Impactos no setor de saúde
O setor de saúde, representado pela Associação Nacional de Hospitais Privados (Anahp), destaca que a mudança exigirá reorganização nas escalas de trabalho e ampliação de pessoal. A Anahp admite que o aumento nos custos poderá ser repassado aos valores dos planos de saúde.
Custos em segurança e limpeza
Os segmentos de segurança e limpeza também estão entre os mais afetados. A Federação Nacional das Empresas de Segurança e Transporte de Valores (Fenavist) projeta um aumento de 20% nos custos operacionais, com a necessidade de horas extras que totalizam 8,7 horas semanais por trabalhador. Esse aumento será repassado aos consumidores.

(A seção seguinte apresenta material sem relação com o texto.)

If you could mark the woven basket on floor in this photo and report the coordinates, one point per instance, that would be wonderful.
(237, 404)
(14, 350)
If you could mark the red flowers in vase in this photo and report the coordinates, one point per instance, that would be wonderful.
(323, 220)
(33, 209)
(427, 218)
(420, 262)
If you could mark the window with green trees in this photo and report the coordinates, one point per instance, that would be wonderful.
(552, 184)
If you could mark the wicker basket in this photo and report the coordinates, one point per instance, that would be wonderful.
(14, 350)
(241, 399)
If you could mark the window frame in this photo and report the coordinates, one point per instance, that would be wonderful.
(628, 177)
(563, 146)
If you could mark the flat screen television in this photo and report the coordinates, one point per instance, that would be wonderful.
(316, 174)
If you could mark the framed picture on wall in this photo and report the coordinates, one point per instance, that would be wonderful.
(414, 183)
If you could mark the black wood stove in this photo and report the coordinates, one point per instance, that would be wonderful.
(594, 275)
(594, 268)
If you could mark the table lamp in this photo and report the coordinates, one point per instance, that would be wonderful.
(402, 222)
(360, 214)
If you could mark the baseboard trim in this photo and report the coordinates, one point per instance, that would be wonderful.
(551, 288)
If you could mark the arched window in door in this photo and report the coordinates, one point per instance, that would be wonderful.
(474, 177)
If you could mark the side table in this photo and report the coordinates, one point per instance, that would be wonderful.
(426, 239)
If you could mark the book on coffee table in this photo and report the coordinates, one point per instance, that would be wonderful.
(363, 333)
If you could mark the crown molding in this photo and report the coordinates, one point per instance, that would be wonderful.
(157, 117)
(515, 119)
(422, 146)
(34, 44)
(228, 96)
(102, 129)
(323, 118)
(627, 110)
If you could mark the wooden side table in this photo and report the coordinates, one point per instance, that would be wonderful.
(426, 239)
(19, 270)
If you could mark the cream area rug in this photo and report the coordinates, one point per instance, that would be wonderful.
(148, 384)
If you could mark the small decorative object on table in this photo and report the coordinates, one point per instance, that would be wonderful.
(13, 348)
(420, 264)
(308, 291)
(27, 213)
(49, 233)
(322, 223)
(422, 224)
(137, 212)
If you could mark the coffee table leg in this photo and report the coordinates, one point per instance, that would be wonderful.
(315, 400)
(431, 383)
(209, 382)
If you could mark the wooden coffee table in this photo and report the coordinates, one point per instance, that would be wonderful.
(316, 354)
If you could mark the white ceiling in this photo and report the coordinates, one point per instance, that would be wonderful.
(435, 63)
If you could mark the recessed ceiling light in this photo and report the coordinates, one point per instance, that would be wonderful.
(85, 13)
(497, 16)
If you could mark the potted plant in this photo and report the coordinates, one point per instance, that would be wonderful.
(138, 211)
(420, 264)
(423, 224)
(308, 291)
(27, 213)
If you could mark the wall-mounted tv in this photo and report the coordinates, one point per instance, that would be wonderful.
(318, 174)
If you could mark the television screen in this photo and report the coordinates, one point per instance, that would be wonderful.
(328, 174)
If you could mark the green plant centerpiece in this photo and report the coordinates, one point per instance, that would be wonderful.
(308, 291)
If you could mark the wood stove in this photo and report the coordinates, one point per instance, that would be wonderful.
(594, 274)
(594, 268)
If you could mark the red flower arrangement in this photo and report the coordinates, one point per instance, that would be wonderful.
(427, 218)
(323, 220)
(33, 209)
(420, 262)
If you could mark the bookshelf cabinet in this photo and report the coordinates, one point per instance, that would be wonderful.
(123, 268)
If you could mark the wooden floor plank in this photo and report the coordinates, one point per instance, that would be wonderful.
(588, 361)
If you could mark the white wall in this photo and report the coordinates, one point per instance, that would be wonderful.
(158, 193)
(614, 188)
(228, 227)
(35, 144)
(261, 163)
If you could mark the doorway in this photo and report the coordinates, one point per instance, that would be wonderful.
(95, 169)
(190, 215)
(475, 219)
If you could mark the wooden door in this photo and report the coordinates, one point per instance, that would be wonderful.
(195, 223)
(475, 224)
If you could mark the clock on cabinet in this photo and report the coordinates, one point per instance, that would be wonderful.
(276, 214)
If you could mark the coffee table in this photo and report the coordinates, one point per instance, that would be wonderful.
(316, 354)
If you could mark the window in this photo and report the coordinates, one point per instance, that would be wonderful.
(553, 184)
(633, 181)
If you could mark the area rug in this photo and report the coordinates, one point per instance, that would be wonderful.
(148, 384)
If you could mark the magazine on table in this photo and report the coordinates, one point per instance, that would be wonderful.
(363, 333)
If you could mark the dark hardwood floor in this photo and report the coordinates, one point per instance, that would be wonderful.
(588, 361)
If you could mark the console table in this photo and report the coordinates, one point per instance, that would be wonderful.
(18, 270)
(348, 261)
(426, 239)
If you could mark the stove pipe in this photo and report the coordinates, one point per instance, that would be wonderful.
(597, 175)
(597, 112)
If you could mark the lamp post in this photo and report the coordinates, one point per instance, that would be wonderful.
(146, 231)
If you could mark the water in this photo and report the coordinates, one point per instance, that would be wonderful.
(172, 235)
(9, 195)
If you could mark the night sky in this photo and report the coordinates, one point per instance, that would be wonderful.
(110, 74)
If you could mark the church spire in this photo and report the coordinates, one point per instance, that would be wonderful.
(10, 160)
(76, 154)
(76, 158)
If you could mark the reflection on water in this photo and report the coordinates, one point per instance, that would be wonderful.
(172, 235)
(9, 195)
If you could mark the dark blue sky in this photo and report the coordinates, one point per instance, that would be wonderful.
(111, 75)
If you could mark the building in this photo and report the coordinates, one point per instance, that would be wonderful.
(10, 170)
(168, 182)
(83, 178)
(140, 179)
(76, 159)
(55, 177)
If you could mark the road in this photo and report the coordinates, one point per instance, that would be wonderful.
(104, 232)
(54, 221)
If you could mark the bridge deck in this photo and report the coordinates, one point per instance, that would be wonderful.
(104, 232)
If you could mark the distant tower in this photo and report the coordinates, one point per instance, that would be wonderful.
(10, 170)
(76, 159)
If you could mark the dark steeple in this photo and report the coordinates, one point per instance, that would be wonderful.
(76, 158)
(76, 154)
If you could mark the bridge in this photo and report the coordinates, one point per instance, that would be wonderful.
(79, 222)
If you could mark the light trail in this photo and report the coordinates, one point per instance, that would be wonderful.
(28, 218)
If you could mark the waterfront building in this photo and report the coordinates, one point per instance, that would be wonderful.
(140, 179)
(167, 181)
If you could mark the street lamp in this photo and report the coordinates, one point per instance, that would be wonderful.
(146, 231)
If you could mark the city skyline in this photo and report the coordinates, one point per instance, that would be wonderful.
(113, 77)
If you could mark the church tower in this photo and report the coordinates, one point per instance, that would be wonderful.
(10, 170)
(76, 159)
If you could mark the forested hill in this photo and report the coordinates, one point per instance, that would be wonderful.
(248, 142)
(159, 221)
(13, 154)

Setor de transportes em alerta
No setor de transportes, a Confederação Nacional dos Transportes (CNT) estima um aumento de custos de até R$ 28 bilhões. A CNT alerta para uma possível inflação generalizada, com impactos diretos nos fretes e na logística nacional.

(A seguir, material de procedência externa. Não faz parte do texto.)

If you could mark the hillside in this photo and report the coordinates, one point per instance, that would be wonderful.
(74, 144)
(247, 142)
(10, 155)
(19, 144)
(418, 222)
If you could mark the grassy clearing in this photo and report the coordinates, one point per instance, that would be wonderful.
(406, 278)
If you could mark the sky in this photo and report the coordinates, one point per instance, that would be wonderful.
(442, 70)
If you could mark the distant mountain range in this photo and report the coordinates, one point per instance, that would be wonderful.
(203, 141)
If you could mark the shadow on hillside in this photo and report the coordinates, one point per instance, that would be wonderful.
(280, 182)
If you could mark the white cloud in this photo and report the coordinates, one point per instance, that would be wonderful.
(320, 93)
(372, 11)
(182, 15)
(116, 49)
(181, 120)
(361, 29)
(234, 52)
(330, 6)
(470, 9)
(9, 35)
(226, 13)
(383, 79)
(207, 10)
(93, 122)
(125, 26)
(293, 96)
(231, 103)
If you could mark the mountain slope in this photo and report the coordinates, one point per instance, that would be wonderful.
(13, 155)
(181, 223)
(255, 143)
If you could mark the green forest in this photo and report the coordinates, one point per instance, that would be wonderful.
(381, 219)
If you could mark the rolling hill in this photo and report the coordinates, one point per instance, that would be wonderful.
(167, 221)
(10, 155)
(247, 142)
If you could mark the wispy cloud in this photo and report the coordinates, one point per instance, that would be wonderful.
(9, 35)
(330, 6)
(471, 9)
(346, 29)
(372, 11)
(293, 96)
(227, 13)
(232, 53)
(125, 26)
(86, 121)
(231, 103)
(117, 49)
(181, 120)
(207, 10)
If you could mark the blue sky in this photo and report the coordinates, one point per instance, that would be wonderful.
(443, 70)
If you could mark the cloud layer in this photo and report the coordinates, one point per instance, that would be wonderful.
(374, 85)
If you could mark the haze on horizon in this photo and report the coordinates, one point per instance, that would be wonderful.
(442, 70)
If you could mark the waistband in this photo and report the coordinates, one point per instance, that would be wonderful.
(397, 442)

Projeções de inflação e custos
A CNI estima que o impacto inflacionário poderá alcançar 6,2% nos preços gerais, com uma despesa total entre R$ 178 bilhões e R$ 267 bilhões para novas contratações. Essa pressão nos custos será repassada aos consumidores, afetando o poder de compra da população.
Opinião
O cenário trazido pelo fim da escala 6×1 exige uma reflexão aprofundada sobre os impactos econômicos e sociais, além de um debate que considere não apenas os benefícios, mas também os desafios que a mudança impõe.